C’est le même texte et, pourtant, ça n’a rien à voir. C’est ça qui est la force du théâtre ! Je suis bien obligée de reconnaître que c’est mon texte, ce sont mes mots. Mais ce que Johanna Nizard et Arnaud Aldigé ont réussi à faire dans la mise en scène, à laquelle je n’ai pas pris part, volontairement, c’est que, le soir de la répétition générale, je n’ai pas reconnu mon « bébé ». L’interprétation de la comédienne est phénoménale ! Elle emmène le texte dans des endroits que je n’avais pas imaginés et la pièce me paraît beaucoup plus grande que mon livre : ils ont véritablement déployé le texte. Johanna Nizard incarne toutes les métamorphoses du personnage, on ne sait pas au fil du spectacle si c’est un homme ou une femme, un jeune ou un vieux, français ou étranger, réel ou pas, etc. et ce parti pris floute tout, ce qui est l’idée centrale du texte, de vouloir flouter toutes nos identités. Ils ont été infidèles au texte, aussi, en mettant plus de colère dans la bouche du personnage, plus de violence. Mais une violence qui vise à déboulonner nos certitudes.

Est-ce que ce genre de texte doit être expliqué si on veut qu’il soit reçu ?
C’est un texte polémique oui, car il contredit les communautarismes et parle de religions dans un monde où les tensions s’exacerbent. Où on ne sait plus très bien qui peut parler au nom de qui et qui peut prendre part au récit de l’Histoire. Mais c’est surtout un spectacle d’humour, qu’on vient voir quand on est capables d’autodérision. À cet égard, Gary et ses tentatives de se réinventer sous plusieurs vies, plusieurs pseudonymes, est idéal pour revisiter les obsessions identitaires d’aujourd’hui. Mais cette pièce est inaudible au premier degré si on transporte avec soi l’agressivité de son militantisme, ses propres blessures narcissiques ou identitaires.
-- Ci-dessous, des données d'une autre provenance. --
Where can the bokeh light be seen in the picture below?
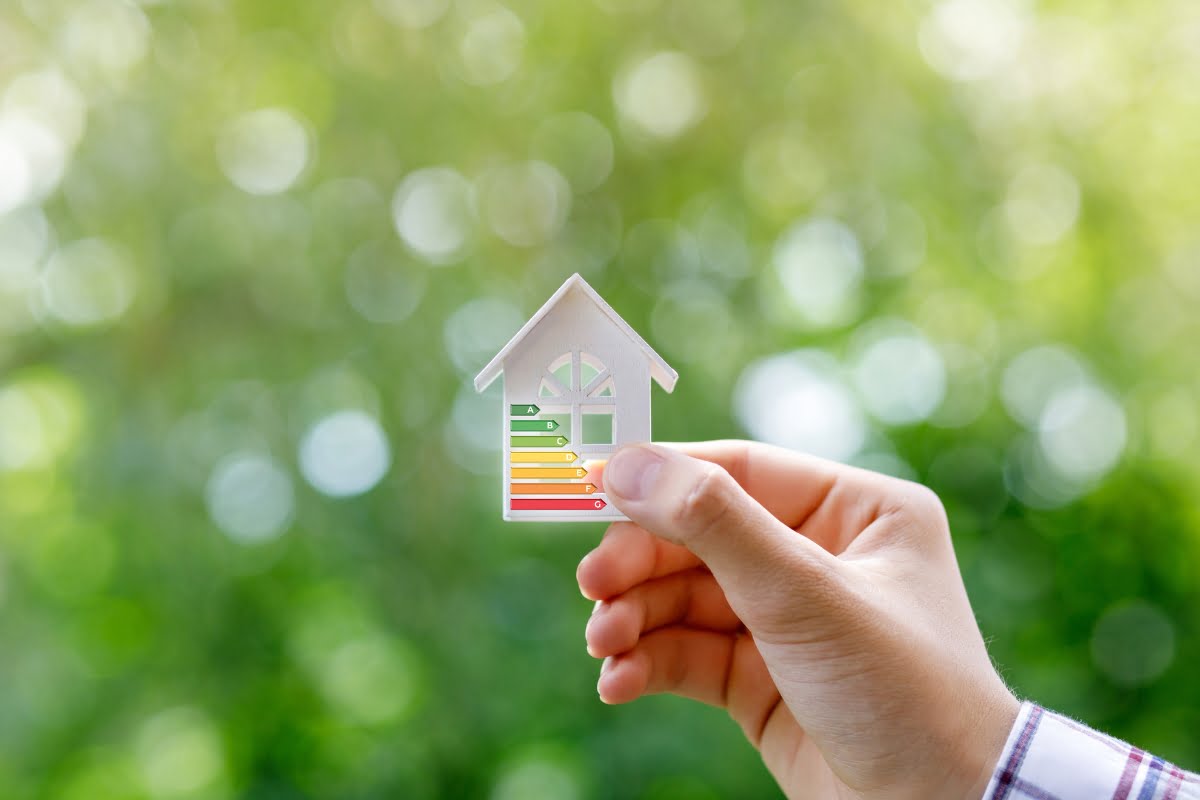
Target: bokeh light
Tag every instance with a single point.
(1133, 643)
(88, 282)
(899, 374)
(264, 151)
(660, 96)
(433, 211)
(820, 266)
(180, 755)
(346, 453)
(250, 498)
(801, 401)
(251, 259)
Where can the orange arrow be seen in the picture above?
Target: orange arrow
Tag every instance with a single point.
(553, 488)
(543, 457)
(549, 471)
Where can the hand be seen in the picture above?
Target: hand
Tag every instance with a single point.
(819, 603)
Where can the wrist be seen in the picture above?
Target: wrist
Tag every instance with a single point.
(985, 739)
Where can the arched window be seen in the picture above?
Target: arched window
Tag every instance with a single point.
(579, 383)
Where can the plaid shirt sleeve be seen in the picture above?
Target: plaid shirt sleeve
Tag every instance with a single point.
(1049, 757)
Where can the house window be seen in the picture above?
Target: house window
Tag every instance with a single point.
(598, 426)
(582, 382)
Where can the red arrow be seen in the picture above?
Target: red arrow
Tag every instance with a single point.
(557, 505)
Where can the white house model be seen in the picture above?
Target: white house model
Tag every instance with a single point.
(576, 386)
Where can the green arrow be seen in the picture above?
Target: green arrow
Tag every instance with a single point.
(523, 409)
(533, 426)
(539, 441)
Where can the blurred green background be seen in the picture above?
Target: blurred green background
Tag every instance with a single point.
(252, 253)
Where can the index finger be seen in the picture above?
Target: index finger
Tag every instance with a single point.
(628, 555)
(831, 501)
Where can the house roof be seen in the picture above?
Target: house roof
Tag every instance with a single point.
(660, 370)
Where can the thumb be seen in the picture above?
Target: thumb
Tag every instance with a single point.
(760, 561)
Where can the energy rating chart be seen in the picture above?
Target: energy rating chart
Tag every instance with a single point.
(545, 474)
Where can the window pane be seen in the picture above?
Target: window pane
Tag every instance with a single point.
(598, 428)
(564, 374)
(587, 373)
(603, 390)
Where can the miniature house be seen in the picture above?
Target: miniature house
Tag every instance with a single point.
(576, 386)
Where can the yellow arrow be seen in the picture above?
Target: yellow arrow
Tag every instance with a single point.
(549, 471)
(543, 457)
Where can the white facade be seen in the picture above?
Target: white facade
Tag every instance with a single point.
(588, 373)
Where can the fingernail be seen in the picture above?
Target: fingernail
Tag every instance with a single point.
(631, 473)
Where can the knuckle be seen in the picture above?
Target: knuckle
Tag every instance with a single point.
(922, 511)
(703, 507)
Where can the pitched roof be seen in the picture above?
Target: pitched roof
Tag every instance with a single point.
(660, 370)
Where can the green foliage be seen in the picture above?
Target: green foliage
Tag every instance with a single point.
(252, 253)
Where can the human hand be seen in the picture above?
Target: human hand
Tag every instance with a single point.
(821, 605)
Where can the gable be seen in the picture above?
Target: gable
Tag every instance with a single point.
(660, 371)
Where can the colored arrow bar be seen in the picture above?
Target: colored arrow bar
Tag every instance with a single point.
(544, 457)
(557, 505)
(552, 488)
(534, 425)
(539, 441)
(549, 471)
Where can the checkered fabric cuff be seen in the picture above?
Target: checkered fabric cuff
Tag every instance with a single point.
(1049, 757)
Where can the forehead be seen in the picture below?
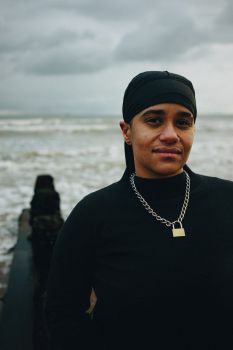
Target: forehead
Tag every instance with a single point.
(166, 108)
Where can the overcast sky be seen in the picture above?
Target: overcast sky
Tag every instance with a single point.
(77, 56)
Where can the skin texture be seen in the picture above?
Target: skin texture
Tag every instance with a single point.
(161, 137)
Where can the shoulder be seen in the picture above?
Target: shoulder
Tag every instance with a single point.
(217, 187)
(217, 182)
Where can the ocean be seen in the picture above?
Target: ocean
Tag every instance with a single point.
(83, 154)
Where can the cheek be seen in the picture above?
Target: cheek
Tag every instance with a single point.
(188, 142)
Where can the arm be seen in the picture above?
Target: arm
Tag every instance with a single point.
(70, 283)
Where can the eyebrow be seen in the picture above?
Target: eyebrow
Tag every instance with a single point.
(161, 112)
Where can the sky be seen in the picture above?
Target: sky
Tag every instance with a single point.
(78, 56)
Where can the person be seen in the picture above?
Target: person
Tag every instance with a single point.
(156, 246)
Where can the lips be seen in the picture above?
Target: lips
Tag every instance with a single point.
(167, 150)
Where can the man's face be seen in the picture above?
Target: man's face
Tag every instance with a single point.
(161, 137)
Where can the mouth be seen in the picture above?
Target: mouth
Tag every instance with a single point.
(167, 151)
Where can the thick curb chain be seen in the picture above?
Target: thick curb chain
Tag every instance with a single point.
(153, 213)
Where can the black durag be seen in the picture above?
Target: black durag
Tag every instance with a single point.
(154, 87)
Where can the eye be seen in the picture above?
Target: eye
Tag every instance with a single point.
(154, 121)
(184, 123)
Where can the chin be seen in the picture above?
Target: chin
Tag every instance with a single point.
(168, 171)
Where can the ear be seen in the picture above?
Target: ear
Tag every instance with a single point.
(126, 131)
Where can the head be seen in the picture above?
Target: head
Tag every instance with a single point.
(159, 111)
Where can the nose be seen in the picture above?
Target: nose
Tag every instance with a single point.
(169, 134)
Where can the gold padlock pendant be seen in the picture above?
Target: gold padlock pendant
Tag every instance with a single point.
(178, 232)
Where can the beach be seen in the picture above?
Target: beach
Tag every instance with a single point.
(83, 154)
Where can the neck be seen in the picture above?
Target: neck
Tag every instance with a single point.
(153, 175)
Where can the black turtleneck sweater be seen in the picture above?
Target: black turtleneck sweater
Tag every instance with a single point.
(153, 291)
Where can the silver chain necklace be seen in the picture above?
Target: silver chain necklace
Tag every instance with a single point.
(177, 232)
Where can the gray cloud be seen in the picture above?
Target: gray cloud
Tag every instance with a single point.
(155, 42)
(67, 62)
(86, 36)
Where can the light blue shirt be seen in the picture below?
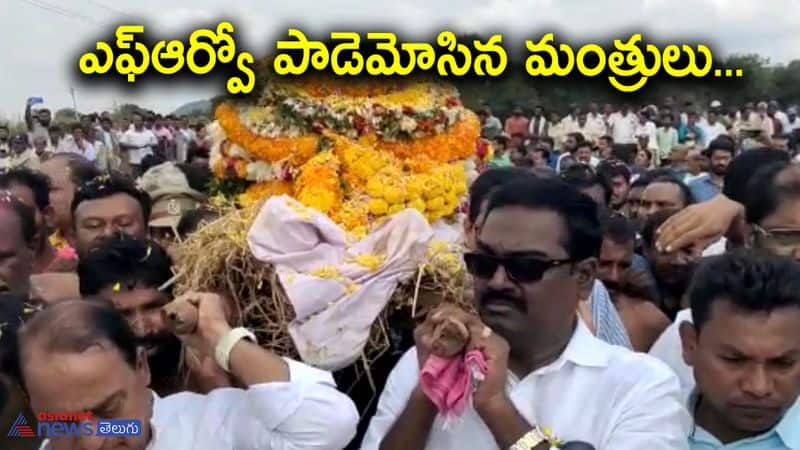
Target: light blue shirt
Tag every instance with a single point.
(703, 189)
(785, 436)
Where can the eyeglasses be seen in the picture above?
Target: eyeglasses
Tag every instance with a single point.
(777, 238)
(520, 269)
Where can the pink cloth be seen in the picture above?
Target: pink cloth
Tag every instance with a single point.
(449, 382)
(67, 252)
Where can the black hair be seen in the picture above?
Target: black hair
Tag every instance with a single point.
(107, 185)
(765, 193)
(35, 181)
(27, 219)
(581, 176)
(617, 228)
(612, 168)
(150, 161)
(485, 183)
(744, 166)
(73, 326)
(751, 280)
(652, 223)
(578, 211)
(686, 193)
(721, 143)
(199, 177)
(125, 260)
(80, 169)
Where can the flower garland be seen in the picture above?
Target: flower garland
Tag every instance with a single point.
(297, 150)
(318, 186)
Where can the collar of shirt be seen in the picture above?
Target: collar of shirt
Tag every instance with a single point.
(581, 351)
(786, 432)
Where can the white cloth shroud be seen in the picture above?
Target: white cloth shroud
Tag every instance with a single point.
(334, 314)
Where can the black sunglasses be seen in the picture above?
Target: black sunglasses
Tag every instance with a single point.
(522, 269)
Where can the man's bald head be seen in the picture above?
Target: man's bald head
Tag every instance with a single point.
(75, 326)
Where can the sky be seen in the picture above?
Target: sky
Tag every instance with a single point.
(41, 40)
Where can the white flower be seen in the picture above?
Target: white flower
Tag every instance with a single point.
(259, 171)
(408, 124)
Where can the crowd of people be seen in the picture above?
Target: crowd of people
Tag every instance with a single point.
(636, 286)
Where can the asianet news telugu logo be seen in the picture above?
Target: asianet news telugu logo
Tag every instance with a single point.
(51, 425)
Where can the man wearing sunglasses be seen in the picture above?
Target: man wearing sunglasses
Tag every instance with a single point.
(535, 251)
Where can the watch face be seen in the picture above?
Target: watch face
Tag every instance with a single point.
(173, 208)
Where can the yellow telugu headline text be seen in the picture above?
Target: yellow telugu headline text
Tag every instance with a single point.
(628, 66)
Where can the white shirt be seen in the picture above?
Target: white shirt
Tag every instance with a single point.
(594, 392)
(623, 127)
(306, 413)
(647, 129)
(710, 132)
(668, 349)
(142, 141)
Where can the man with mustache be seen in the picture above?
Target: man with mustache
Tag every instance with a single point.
(536, 250)
(720, 152)
(631, 288)
(744, 349)
(130, 273)
(672, 270)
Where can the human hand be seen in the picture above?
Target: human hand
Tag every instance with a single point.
(700, 224)
(211, 322)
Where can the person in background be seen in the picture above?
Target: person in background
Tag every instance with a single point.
(107, 206)
(83, 143)
(584, 154)
(666, 138)
(646, 128)
(633, 204)
(582, 177)
(720, 152)
(617, 175)
(17, 244)
(136, 143)
(491, 126)
(540, 156)
(14, 311)
(665, 192)
(134, 274)
(545, 369)
(690, 132)
(742, 344)
(605, 146)
(32, 189)
(171, 196)
(538, 125)
(672, 270)
(41, 146)
(99, 368)
(556, 131)
(37, 121)
(711, 128)
(66, 171)
(631, 288)
(623, 125)
(643, 160)
(517, 123)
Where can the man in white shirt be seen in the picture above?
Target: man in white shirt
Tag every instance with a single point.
(744, 348)
(139, 142)
(536, 253)
(79, 356)
(711, 128)
(623, 126)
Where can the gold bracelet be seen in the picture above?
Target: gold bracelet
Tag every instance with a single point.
(529, 440)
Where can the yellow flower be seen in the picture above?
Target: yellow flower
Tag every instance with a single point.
(378, 207)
C’est aussi un spectacle impossible avec des scolaires s’il n’y a pas une grosse préparation des élèves par l’enseignant∙e en amont, à des âges comme l’adolescence où ils peuvent être dans la compétition victimaire. Or, il faut pouvoir se mettre dans la peau d’un autre, avoir cette maturité et cette envie. C’est une invitation passionnée à rire de soi, du dogme et de nos certitudes.